June 29, 2013 at 12:57 AM ET
Without millions of dollars in funding from the U.S. military, the stunning advances in face transplant surgery -- such as the procedure that restored the features of gunshot victim Richard Lee Norris -- might never have been possible.
The Department of Defense has supplied $42 million in grants to at least 16 institutions -- including the University of Maryland School of Medicine where Norris received a facial transplant in 2012 -- to help devise and advance surgical techniques to rebuild extremely disfigured faces, according to the Cleveland Clinic, the hospital that performed the first near-total-facial transplant in the U.S. in 2008.
"The military has been way ahead of the curve on supporting research for cranial facial transplantation," said Dr. Stephen T. Bartlett, chair of the Department of Surgery at the University of Maryland School of Medicine and Surgeon-in-Chief at the University of Maryland Medical Center.
Seven civilian patients in the U.S. -- including Norris whose story is recounted during Ann Curry Reports: A Face in the Crowd -- have received full or partial face transplants, helping prepare top transplant surgeons to heal some of the estimated 200 Iraq and Afghanistan veterans whose physical appearances were mangled by bomb blasts in combat, according to doctors at two of the grant-receiving hospitals.
In fact, facial transplant surgery would still be just a theory without the U.S. military's money and muscle, said Dr. Bohdan Pomahac, of Boston's Brigham and Women's Hospital, who in 2011 performed the nation's first full facial transplant on Dallas Wiens, a Texas man who got too close to a high-voltage line while at work. That facility has received $3.4 million in military grants, according to a hospital press release.

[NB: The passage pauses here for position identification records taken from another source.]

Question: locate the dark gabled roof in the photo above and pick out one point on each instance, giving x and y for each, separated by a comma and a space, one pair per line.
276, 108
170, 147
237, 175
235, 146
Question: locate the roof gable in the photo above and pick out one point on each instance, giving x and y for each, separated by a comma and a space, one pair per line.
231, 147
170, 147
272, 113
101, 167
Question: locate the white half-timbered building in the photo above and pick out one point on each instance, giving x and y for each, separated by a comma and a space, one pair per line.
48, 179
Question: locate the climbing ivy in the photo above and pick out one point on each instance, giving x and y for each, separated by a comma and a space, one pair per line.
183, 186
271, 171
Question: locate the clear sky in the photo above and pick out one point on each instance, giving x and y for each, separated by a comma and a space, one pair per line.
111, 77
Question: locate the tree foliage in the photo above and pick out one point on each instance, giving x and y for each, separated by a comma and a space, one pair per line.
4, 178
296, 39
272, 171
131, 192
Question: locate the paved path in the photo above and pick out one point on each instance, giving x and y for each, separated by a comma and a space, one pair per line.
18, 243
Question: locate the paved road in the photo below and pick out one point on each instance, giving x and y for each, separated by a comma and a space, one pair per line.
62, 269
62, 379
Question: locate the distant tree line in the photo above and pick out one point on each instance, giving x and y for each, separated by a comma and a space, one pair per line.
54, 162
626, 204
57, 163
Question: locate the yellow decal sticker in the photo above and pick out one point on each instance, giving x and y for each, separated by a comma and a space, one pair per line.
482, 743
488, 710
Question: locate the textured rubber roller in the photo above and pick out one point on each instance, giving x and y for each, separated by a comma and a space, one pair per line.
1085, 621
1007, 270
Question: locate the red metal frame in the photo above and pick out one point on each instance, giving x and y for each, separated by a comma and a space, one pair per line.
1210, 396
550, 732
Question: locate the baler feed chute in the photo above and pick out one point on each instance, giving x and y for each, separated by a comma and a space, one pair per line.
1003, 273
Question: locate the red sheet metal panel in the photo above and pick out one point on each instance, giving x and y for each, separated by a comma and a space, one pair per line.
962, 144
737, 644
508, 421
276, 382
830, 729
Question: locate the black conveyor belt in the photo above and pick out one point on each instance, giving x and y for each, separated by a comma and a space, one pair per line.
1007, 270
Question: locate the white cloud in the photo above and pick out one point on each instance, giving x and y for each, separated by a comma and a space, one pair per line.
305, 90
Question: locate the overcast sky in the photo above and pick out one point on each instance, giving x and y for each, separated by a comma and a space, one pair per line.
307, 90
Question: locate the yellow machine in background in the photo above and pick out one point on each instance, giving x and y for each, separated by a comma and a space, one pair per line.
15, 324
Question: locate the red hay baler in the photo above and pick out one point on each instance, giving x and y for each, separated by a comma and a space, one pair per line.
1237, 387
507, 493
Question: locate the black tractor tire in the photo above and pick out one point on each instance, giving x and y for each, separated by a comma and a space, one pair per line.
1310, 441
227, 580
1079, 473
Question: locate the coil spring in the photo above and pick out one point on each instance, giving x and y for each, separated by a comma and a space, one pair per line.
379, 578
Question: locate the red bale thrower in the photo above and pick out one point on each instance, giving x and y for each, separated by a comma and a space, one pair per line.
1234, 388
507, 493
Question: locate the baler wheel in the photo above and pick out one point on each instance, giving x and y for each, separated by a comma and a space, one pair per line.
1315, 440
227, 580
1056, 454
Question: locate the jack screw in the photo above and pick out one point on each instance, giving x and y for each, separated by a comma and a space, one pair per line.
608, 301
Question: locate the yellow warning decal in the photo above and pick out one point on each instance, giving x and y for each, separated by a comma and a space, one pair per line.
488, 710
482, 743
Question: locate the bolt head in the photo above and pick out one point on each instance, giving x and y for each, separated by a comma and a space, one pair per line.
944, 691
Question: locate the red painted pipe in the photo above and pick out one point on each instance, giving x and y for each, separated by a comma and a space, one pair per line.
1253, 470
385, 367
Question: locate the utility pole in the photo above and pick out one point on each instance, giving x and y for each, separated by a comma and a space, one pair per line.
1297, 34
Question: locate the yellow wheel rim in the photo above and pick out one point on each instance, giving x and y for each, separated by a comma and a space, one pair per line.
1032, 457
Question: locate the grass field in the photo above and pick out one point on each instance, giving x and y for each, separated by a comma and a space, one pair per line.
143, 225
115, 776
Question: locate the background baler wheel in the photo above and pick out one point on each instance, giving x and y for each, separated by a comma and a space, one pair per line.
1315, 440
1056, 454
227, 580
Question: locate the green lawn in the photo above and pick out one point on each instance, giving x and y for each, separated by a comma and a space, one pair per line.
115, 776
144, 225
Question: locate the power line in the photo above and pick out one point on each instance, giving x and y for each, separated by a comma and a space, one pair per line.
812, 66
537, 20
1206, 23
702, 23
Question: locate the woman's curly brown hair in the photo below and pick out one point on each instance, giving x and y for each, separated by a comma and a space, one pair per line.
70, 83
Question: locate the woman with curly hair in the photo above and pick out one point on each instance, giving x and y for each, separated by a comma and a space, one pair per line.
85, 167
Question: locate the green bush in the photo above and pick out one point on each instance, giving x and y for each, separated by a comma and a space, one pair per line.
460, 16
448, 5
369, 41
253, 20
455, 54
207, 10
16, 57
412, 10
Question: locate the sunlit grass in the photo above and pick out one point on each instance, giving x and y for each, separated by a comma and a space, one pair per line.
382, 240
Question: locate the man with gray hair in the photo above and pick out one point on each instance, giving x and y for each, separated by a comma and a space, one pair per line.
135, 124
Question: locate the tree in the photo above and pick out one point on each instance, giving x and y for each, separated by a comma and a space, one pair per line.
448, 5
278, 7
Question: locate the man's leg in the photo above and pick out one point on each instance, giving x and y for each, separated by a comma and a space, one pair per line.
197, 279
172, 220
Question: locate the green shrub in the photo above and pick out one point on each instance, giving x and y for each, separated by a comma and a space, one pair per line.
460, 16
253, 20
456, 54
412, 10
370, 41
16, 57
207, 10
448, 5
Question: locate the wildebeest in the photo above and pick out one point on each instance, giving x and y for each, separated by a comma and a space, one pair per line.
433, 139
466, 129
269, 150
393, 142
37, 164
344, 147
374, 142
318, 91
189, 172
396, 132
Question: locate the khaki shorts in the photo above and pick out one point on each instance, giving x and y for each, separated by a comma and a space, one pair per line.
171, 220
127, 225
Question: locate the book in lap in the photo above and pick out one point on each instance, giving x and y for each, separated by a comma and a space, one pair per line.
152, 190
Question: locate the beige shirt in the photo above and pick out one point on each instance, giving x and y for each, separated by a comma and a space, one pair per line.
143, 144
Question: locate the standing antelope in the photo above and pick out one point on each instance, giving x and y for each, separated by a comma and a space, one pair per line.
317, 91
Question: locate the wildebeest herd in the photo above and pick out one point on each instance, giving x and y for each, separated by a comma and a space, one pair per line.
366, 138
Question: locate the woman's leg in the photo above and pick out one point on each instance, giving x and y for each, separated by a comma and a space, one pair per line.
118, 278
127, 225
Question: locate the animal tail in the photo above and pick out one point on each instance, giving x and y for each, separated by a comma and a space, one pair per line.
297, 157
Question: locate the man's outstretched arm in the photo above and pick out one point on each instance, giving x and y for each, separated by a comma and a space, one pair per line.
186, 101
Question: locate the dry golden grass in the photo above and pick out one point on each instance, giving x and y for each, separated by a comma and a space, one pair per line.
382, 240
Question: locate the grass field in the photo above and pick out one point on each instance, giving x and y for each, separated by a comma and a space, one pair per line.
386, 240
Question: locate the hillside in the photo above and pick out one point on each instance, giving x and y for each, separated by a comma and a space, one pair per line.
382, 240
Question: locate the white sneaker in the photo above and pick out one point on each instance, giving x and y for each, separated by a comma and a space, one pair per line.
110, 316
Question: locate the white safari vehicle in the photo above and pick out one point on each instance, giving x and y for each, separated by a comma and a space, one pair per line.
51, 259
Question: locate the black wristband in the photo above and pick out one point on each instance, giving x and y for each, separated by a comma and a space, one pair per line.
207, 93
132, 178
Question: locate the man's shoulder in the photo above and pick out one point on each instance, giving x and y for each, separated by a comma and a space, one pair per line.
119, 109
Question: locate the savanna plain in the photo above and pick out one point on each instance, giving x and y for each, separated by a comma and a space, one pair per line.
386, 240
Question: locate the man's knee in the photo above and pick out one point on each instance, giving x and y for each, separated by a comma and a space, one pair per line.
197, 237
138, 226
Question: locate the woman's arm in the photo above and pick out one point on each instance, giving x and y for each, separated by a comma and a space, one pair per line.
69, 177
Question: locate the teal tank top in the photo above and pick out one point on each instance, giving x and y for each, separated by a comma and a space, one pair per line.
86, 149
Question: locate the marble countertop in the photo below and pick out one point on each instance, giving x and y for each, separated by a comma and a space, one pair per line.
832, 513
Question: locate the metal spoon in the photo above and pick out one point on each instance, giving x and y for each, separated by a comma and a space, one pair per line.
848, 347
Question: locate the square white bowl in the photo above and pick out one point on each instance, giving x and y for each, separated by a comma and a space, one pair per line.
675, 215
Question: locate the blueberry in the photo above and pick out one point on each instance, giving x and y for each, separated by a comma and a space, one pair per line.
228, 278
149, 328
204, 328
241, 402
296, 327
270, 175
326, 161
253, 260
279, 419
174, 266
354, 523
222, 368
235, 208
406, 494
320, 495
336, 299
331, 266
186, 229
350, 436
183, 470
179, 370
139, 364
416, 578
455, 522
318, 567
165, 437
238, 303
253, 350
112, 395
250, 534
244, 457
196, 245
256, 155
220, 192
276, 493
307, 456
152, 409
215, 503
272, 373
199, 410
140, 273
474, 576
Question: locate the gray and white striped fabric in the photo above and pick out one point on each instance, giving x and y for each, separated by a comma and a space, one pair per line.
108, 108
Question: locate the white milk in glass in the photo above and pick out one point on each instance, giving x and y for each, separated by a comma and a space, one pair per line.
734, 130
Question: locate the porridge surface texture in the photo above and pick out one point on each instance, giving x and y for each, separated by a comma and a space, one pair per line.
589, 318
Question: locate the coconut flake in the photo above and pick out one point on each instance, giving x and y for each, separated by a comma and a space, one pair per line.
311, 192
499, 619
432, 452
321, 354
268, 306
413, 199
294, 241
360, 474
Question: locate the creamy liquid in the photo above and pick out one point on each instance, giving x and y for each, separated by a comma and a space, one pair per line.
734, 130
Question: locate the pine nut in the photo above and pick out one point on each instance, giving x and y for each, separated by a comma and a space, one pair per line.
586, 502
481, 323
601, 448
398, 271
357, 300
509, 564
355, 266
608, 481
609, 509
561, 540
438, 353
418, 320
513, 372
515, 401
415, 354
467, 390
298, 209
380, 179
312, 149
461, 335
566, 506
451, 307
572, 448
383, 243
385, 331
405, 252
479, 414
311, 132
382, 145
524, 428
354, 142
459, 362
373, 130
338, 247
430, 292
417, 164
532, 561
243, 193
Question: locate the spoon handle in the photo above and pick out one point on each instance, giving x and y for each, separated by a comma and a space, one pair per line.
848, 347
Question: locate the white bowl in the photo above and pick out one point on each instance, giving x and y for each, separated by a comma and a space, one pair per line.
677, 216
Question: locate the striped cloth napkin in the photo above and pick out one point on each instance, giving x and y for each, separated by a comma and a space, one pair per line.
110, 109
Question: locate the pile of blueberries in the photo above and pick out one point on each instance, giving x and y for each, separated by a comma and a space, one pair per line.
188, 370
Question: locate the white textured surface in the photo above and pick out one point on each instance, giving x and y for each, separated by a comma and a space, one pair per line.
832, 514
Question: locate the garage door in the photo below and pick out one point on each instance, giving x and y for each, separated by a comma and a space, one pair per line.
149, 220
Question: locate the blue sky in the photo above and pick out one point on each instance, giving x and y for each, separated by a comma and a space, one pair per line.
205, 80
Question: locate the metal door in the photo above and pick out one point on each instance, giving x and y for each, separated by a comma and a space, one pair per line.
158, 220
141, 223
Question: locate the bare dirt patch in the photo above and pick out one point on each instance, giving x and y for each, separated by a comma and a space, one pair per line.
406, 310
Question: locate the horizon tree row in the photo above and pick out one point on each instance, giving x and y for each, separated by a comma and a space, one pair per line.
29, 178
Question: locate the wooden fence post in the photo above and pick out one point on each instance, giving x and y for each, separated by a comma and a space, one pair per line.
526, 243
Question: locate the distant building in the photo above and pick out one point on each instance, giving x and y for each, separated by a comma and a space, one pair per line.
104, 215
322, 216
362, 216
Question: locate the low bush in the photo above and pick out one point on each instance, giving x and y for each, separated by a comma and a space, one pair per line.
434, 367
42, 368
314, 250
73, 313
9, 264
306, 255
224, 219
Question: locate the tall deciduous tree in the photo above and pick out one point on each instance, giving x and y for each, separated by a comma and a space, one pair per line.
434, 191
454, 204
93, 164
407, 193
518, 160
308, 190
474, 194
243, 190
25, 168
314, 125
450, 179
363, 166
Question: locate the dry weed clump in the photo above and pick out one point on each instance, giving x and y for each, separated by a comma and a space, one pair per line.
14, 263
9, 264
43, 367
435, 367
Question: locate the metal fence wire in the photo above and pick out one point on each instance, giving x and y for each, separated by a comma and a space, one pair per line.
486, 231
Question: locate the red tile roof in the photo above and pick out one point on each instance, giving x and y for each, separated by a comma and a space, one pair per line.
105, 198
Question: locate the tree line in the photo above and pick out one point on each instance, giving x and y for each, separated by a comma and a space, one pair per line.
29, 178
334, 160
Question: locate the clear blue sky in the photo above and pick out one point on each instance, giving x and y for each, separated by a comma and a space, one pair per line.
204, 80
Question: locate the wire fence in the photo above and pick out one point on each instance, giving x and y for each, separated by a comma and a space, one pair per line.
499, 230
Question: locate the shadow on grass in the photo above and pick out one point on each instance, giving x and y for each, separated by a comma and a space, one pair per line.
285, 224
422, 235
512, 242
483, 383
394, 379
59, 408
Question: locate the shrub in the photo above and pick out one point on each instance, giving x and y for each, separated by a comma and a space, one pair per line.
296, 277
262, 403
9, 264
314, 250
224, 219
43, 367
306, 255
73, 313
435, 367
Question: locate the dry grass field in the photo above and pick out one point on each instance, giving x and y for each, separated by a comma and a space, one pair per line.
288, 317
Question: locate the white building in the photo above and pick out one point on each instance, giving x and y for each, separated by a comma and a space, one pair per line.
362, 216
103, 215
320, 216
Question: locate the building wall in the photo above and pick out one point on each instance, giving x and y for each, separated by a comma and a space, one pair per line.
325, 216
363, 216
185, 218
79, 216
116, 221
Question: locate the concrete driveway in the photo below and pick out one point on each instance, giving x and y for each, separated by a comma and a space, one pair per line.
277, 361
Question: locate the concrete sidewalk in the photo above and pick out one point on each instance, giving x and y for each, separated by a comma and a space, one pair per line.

"Without the military, there would be no composite tissue transplant, and that’s no exaggeration," Pomahac said. "They’re not only an integral part, they’re critical and probably the most important for progress in this field. They should get the credit for how far we’ve moved it along and how far the technology has improved because without them we would still be hypothesizing whether it’s a good idea or not to do it."
The military's involvement began in 2000 when Bartlett began talking with a Navy transplant surgeon about funding for programs to develop facial transplants for troops injured in blasts. Since then, the University of Maryland has been supported by grants from the Office of Naval Research, culminating on the successful face transplant performed by Bartlett's hospital on Norris, wounded in a 1997 gun accident at his home.
"This medical procedure (on Norris) is the culmination of a $13 million research grant over seven years from the Office of Naval Research (to the University of Maryland), which I believe is one of the largest naval scientific investments for a surgical procedure," said Dr. Michael Given, the ONR Combat Casualty Care program officer.
"ONR along with the Army, Air Force and multiple government agencies continues to pool resources through the Armed Forces Institute of Regenerative Medicine, which is researching and developing clinical therapies to heal and repair burn wounds as well as reconstruct and regenerate limbs," Given said.
While no combat veterans have yet received face transplants, several former service members who were disfigured by bomb blasts in Iraq and Afghanistan have been evaluated as possible candidates for the procedure by physicians at Brigham and Women's.
Although the military is essentially paying for the operations through those grants, the cost of a facial transplant in this country now averages $260,000 per patient, Pomahac said. Medication for those transplant patients costs about $10,000 a year.
After seven successful face transplants in this country, surgeons like Pomahac feel they've now "developed a technique that is fairly routine (and) the operation is customizable to pretty much any facial defect."
The next frontier is figuring out how to prevent the body's immune system from rejecting the tissue parts and pieces provided by other human bodies.
"In the future, and what I’m hoping for, is to continually explore what happens in immunology between the donor and the recipient and how we can minimize immune suppression - and whether in the future ... the recipient will no longer reject the donor," Pomahac said.
For example, following the first successful kidney transplant in 1954, there were "10 dark years" until the next advance in that surgical technique because doctors didn't have the proper immune-suppression drugs at their disposal to ward off rejection, Pomahac said.
"I don't think we’re quite in the 10 dark years period of time but I think we’re in a similar stage where if we can figure out that one last step to either minimize or eliminate immune (system) suppression, the field of reconstructive surgery in general would be completely turned upside down," Pomahac said.
"If you can imagine we could then transplant individual fingers. We could transplant small parts of the face. You could transplant any part of the body," he added. "If immune suppression is no longer an issue, there is no boundary. That would be a huge revolution."